Bagaimana Hukum Lupa Jumlah Rakaat dalam Sholat? Begini Penjelasan Gus Baha
Bagaimana hukum lupa jumlah rakaat dalam sholat fardhu menurut Gus Baha.
Lupa jumlah rakaat dalam sholat tentu sering terjadi bagi setiap umat muslim dan muslimah.
Apalagi ketika sedang sholat pikiran sedang tidak fokus dan kemana-mana, sehingga tidak tahu jumlah rakaat sholat.
Bukan hanya itu saja lupa jumlah rakaat dalam sholat juga bisa disebabkan karena kecenderungan kita memikirkan perihal masalah dunia.
Meskipun demikian jangan khawatir sebab Rasulullah SAW juga pernah lupa jumlah rakaat dalam sholat fardhu.
Dimana saat itu Rasulullah SAW menjadi imam sholat Dzuhur. Namun, hanya dua rakaat saja.
Akan tetapi inilah yang yang dilakukan Rasulullah SAW ketika diingatkan jika kurang jumlah rakaat sholat.
Lantas, bagaimana hukumnya?
Seperti dilansir mantrasukabumi.com dari kanal Youtube Ngaji Nahdhatul Ulama yang diunggah pada Kamis, 11 November 2021.
Gus Baha menjelaskan semua umat Islam pasti sudah mendengar Rasulullah SAW pernah lupa berkali-kali.
Dan salah satunya Rasulullah SAW pernah lupa jumlah rakaat ketika menjadi imam sholat Dzuhur.
Namun, meski demikian pada saat itu semua sahabat tidak ada yang berubah sedikitpun imannya.
Orang Islam dengar kanjeng Nabi lupa itu berkali-kali, lawong nabi pernah sholat Zuhur dua rakaat terus selesai,
Orang Islam waktu tidak ada yang berubah imannya," ucap Gus Baha.
Namun, semua umat muslim pada saat kejadian tidak ada yang berani menegur Rasulullah SAW.
Tapi sesaat setelah Rasulullah menuju pintu keluar, salah seorang sahabat mencoba bertanya.
"Kanjeng Nabi, ini sholat model baru, atau jenengan sedang lupa?"
Kemudian sahabat tersebut menjelaskan apabila ini model sholat baru berarti mulai besok sholat Zuhur dua rakaat.
Karena nasikh mansukh dimana mengikuti syariat yang datang terakhir dari Rasulullah SAW.
"Kalau model baru, berarti Zuhur besok sudah mulai dua rakaat, karena nasikh mansukh itu mengikuti (syariat) yang datang belakangan,"
Sementara itu, Rasulullah SAW lalu menanyakan tentang apakah benar tadi sholat Zuhur dua rakaat.
Nabi bertanya: "Ah, Masa?"
Lalu sesaat setelah mendengar hal itu Rasulullah SAW kembali ke tempat Imam dan bertanya kepada para sahabat.
Dimana Rasulullah SAW bertanya tentang kebenaran yang dikatakan oleh salah seorang sahabatnya.
"Apakah benar yang dikatakan Zul Yadain?"
Dan para sahabat pun menjawab jika apa yang dikatakan oleh Zul Yadain itu benar adanya.
Betul, ya Rasulallah jenengan sholat Zuhur cuman dua rakaat." Kata sahabat
Nabi lantas tenang saja, kemudian takbir lagi dan menambah dua rakaat, terus salam.
Kalau orang fikih jadi bingung dan saling bantah-bantahan juga.
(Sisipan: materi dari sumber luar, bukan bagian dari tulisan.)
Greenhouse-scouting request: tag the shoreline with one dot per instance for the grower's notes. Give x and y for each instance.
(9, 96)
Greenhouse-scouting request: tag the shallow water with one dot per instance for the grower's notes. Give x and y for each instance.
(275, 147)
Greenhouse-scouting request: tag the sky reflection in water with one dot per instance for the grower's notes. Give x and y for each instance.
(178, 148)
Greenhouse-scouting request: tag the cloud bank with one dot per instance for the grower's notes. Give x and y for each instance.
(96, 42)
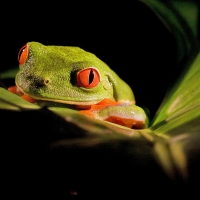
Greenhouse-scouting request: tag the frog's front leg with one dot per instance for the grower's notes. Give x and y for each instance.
(123, 114)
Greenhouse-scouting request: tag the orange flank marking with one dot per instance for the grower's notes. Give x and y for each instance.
(16, 90)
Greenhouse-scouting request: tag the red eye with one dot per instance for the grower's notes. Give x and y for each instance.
(88, 78)
(23, 54)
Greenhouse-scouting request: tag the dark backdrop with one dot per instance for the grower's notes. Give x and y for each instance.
(128, 37)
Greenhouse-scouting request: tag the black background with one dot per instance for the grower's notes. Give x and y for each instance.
(127, 36)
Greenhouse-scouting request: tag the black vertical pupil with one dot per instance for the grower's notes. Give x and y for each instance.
(91, 76)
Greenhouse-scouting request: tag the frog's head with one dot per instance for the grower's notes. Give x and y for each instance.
(64, 74)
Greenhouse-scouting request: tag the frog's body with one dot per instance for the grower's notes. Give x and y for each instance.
(73, 76)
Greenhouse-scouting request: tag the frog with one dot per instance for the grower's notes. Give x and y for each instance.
(73, 76)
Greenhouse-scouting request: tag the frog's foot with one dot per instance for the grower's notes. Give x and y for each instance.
(17, 91)
(127, 115)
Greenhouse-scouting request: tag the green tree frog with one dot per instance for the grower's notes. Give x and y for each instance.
(71, 75)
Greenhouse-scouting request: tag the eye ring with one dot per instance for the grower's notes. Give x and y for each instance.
(88, 78)
(23, 54)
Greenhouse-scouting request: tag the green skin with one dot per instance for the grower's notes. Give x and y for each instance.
(49, 73)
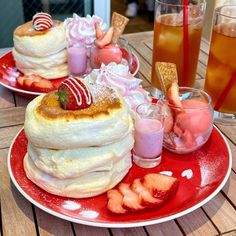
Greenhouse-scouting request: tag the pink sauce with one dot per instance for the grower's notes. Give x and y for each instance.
(106, 55)
(77, 60)
(148, 138)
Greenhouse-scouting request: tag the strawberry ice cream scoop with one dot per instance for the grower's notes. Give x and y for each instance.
(190, 119)
(194, 119)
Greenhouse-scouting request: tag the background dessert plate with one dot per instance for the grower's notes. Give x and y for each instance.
(7, 60)
(202, 174)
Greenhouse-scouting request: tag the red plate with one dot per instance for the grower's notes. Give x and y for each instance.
(7, 60)
(202, 174)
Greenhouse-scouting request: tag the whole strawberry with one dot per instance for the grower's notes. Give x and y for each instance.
(74, 95)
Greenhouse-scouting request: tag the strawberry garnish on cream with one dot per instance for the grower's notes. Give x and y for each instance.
(42, 21)
(74, 94)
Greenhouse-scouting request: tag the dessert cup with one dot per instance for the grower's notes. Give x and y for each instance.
(189, 127)
(148, 135)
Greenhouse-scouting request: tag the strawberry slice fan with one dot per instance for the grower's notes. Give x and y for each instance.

Namun tidak ada masalah.
Gus Baha lalu kembali menjelaskan bahwa Rasulullah SAW itu memiliki sifat manusiawi sama dengan kita.
"Dari dulu kanjeng Nabi disifati dengan "manusiawi" (manusia pada umumnya),"
Dimana diantara sifat Rasulullah SAW yang sama dengang umatnya adalah memiliki sifat lupa.
Namun, yang jadi masalah adalah kita tidak boleh lupa dengan yang maha pencipta yaitu Allah SWT.
"Nabi tidak bermasalah dengan sifat lupa.
Yang tidak boleh lupa itu gusti Allah. Jadi,
pengetahuan yang seperti ini perlu tahu,"
Selain itu, sifat manusiawi Rasulullah SAW yang lainnya adalah pernah menikah sama dengan kita.